What’s great about these training workouts is that you can add in any exercise you want: renegade row, goblet squats, overhead presses, bear crawls, squat jumps, etc. And at the end of the day, it’s a total body workout.
Do I need special equipment?
There’s no required equipment, which is a major reason to do this workout at home.
Of course, you can always add in dumbbells, kettlebells, resistance bands, etc., but you can also rely on your own body weight to provide all of the resistance you need to get a full-on workout. The only things you need are enough space to move freely, a bottle of water, and determination!
Do I need a trainer?
If you’ve never done anything like this before, you should absolutely check out introductory videos online. It’s super helpful to know what to expect and to become familiar with some of the terminology.
In addition, before you dive in, make sure you understand the proper way to do each exercise; you won’t be getting into shape if you aren’t doing the moves correctly.
What does a circuit routine look like?
The key to a good circuit routine is to work one muscle group while another muscle group rests.
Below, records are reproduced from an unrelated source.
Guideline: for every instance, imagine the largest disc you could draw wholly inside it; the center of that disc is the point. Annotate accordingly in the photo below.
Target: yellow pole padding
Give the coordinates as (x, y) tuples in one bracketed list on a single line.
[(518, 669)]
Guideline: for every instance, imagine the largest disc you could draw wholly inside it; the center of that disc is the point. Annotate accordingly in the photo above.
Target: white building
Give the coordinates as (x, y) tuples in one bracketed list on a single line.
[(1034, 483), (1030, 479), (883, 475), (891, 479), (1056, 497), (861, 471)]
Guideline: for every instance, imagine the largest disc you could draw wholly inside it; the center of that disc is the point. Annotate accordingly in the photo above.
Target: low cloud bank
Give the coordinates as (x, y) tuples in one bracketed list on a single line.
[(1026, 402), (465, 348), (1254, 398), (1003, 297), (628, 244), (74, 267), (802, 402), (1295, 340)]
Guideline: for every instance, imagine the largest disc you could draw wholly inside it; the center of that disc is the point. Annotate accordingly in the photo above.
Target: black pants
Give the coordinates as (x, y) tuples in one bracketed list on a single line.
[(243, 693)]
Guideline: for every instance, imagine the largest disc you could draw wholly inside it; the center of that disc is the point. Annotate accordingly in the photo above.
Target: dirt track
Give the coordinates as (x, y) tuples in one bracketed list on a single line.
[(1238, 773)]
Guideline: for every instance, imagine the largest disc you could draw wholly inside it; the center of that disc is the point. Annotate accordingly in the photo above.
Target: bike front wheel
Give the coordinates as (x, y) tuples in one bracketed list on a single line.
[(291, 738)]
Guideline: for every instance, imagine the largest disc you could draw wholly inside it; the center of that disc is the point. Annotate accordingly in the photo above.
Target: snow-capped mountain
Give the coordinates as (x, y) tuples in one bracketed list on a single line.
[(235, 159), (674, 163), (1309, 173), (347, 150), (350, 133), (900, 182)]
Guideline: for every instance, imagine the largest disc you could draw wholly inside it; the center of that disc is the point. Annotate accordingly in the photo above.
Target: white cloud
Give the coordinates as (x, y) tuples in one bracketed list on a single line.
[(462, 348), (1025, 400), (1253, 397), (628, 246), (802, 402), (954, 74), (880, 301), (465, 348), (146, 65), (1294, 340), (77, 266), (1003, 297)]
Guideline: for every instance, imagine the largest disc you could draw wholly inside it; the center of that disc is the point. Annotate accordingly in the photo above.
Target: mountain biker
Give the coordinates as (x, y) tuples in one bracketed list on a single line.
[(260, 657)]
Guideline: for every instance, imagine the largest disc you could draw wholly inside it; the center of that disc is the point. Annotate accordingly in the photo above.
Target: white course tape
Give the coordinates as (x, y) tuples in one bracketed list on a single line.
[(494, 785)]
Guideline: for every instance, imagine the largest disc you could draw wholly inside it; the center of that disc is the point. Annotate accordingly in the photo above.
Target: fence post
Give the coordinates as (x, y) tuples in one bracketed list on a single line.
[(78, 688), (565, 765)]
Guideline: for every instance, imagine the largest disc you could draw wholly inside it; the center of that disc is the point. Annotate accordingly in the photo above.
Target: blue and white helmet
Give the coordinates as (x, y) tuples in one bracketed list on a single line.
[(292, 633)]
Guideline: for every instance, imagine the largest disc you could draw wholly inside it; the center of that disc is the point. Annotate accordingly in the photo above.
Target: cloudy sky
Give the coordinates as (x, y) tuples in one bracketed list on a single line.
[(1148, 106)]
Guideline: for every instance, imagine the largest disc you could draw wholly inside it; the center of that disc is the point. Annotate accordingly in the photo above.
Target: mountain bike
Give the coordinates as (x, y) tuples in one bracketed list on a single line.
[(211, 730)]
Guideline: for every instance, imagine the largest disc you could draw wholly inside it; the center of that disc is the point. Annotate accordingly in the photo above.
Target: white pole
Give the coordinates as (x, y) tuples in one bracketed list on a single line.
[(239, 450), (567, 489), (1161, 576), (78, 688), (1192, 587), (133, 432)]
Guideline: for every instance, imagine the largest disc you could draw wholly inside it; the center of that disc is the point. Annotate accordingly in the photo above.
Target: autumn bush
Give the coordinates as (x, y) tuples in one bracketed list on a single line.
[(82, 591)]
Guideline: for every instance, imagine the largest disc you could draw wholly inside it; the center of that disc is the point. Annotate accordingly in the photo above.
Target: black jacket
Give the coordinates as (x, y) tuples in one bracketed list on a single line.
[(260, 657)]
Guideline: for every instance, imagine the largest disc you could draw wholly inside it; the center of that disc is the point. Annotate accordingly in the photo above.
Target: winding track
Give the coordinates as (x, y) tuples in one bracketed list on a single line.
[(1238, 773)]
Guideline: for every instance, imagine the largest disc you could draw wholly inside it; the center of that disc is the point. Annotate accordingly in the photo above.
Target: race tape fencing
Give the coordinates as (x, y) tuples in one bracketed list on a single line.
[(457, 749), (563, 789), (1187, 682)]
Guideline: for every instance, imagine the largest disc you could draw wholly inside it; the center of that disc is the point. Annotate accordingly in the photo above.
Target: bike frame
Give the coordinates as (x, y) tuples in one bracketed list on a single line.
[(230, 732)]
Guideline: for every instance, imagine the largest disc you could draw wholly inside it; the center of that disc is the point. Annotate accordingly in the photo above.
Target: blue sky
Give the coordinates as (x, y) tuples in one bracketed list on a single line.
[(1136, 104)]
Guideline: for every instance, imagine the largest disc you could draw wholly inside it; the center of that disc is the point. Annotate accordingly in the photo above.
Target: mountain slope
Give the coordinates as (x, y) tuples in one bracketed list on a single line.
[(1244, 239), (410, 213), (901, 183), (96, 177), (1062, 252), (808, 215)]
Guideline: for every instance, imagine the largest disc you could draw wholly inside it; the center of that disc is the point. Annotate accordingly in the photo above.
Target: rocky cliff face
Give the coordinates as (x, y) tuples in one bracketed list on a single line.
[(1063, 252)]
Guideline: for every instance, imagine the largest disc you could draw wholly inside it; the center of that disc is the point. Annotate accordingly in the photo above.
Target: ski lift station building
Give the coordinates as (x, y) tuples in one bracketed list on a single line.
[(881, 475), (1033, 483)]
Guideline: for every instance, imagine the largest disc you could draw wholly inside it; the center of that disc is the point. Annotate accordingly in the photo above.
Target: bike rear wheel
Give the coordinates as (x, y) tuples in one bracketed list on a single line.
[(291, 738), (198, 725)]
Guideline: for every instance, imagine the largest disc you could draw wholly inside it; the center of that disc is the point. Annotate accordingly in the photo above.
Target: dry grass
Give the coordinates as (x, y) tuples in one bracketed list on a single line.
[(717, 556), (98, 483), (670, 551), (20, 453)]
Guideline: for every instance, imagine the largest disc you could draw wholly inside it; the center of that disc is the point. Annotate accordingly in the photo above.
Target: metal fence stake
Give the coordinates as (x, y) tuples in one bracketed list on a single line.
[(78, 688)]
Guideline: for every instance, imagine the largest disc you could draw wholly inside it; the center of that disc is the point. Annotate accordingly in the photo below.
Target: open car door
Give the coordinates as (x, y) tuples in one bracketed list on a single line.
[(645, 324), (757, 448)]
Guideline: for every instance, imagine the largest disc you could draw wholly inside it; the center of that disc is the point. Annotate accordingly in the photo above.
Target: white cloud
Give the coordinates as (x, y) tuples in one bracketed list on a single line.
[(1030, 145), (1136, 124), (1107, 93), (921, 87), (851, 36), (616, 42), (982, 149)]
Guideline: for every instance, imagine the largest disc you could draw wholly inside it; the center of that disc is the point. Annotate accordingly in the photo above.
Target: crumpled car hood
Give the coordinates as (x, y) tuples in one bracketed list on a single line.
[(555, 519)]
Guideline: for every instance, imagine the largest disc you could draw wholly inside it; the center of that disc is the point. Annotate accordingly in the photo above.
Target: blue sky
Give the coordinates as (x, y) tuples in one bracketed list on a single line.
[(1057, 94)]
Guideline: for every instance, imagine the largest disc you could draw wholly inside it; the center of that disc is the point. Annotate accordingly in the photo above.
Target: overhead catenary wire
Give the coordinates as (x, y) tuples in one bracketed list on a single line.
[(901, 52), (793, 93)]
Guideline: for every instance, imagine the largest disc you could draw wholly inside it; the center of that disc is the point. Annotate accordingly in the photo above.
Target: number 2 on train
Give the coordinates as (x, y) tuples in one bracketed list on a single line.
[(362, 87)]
In other words, you could start with triceps-dips followed by lunges, followed by pull-ups, without resting in between. Ideally, you have 8-10 stations to complete, which you can repeat as often as you like.
For example, here is what an 8-station circuit might look like:
You would figure out how many of each exercise to do in order to work out for a minimum of 20 minutes. Obviously, the number is different for everyone because it depends on your skill and fitness levels.
If at any point you feel the exercises are too easy, go ahead and add free weights. Remember, with added weight, you should expect to do fewer reps than before.
What’s not to like?
Whether you’re hoping to whip yourself into shape this summer or simply spice up your current workouts, circuit training is definitely worth trying. Incorporating a circuit training workout into your daily schedule together with healthy eating can help you transform your body.
Since you can tailor the exercises to match your skill level, it’s a great option for both beginners and hard-core athletes. What’s more, it’s one of the most efficient total body workout programs that’s well-suited to a home gym or even your very own living room. In other words, what’s stopping you from giving it a try?